Ich habe den Roman an einem einzigen heissen Sonntagnachmittag im Juli gelesen. Meine Nachbarn fragten sich wohl, warum jemand dauernd so laut lacht. Es ist ein unnachahmliches Vergnügen. Österreichischer Humor gespickt mit einer ans Herz gehenden Geschichte eines jungen Mannes, der in jenem Sommer erwachsen wird …    

 

Grégoire Hervier – Vintage

 

Einem jungen Gitarristen und Journalisten bietet sich der große Deal und die Story seines Lebens: eine Million, wenn er beweisen kann, dass die ›Gibson Moderne‹, die legendärste Gitarre aller Zeiten, tatsächlich existiert hat. Auf seiner Suche begegnet er besessenen Musikliebhabern, leidenschaftlichen Sammlern, zwielichtigen Gestalten und sagenumwobenen Instrumenten. Eine faszinierende Reise quer durch Amerika und die goldenen Jahre von Blues und Rock.

Ob es diese legendäre Gitarre je gegeben hat, kann man bezweifeln. Ist aber überhaupt nicht wichtig. Entscheidend ist nur, dass es hier um Musik geht, um unsere gemeinsame Blues-/Rock-/Pop Vergangenheit, in der Gitarren eine wesentliche Rolle gespielt haben.

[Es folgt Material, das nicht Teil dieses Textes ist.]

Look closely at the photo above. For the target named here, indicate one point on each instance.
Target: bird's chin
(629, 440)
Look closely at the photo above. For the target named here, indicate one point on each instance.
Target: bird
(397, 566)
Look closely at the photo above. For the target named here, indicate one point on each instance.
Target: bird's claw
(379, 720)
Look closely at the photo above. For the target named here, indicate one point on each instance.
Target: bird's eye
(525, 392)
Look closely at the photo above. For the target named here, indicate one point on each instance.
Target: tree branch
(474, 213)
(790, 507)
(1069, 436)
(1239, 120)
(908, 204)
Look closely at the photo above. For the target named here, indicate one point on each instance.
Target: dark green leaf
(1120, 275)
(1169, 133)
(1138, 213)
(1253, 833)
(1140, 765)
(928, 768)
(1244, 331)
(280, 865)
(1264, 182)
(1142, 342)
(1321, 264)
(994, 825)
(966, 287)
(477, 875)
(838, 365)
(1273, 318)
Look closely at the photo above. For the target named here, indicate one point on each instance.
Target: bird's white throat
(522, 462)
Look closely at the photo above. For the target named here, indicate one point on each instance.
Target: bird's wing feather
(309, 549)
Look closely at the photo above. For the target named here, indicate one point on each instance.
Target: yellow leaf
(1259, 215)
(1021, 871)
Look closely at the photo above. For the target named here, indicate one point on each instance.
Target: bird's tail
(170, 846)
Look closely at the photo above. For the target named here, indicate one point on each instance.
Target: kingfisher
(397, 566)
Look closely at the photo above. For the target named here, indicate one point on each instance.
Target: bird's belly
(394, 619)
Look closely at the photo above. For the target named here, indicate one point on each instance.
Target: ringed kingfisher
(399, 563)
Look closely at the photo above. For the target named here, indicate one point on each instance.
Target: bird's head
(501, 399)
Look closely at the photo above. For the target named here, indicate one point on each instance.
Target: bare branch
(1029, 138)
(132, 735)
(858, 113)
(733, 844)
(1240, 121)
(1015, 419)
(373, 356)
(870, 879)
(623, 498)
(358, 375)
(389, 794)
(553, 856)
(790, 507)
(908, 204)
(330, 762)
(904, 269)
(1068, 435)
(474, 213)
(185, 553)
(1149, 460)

Man fühlt sich an Zeiten erinnert, die längst vergangen sind und offensichtlich nur noch eine Nischenrolle im heutigen Musikzirkus spielen. Aber auch das ist egal – wer würde schon die gitarrenlastigen Songs für die überproduzierten, computerberechneten Zombie-Songs der Spotifywelt eintauschen wollen? Ich nicht …

Und wer es nicht glaubt – hier ein Beispiel. Das vielleicht beste Gitarrensolo aller Zeiten …

 

Robert A. Heinlein – The Moon is a harsh Mistress

 

Im Jahr 2075 ist der Mond keine Strafkolonie mehr. Aber er ist immer noch ein Gefängnis…

Das Leben ist nicht leicht für die politischen Dissidenten und Sträflinge, die in den verstreuten Kolonien leben, die die Mondkultur ausmachen. Alles wird von einem zentralen Supercomputer, HOLMES IV, streng, effizient und kostengünstig geregelt.

Als der bescheidene Techniker Mannie O’Kelly-Davis entdeckt, dass HOLMES IV im Stillen zu Bewusstsein gekommen ist (und einen Sinn für Humor entwickelt hat), ist die Wahl klar: entweder das Problem den Behörden melden… oder Freunde werden.

Und vielleicht die Regierung zu stürzen, wenn sie schon dabei sind.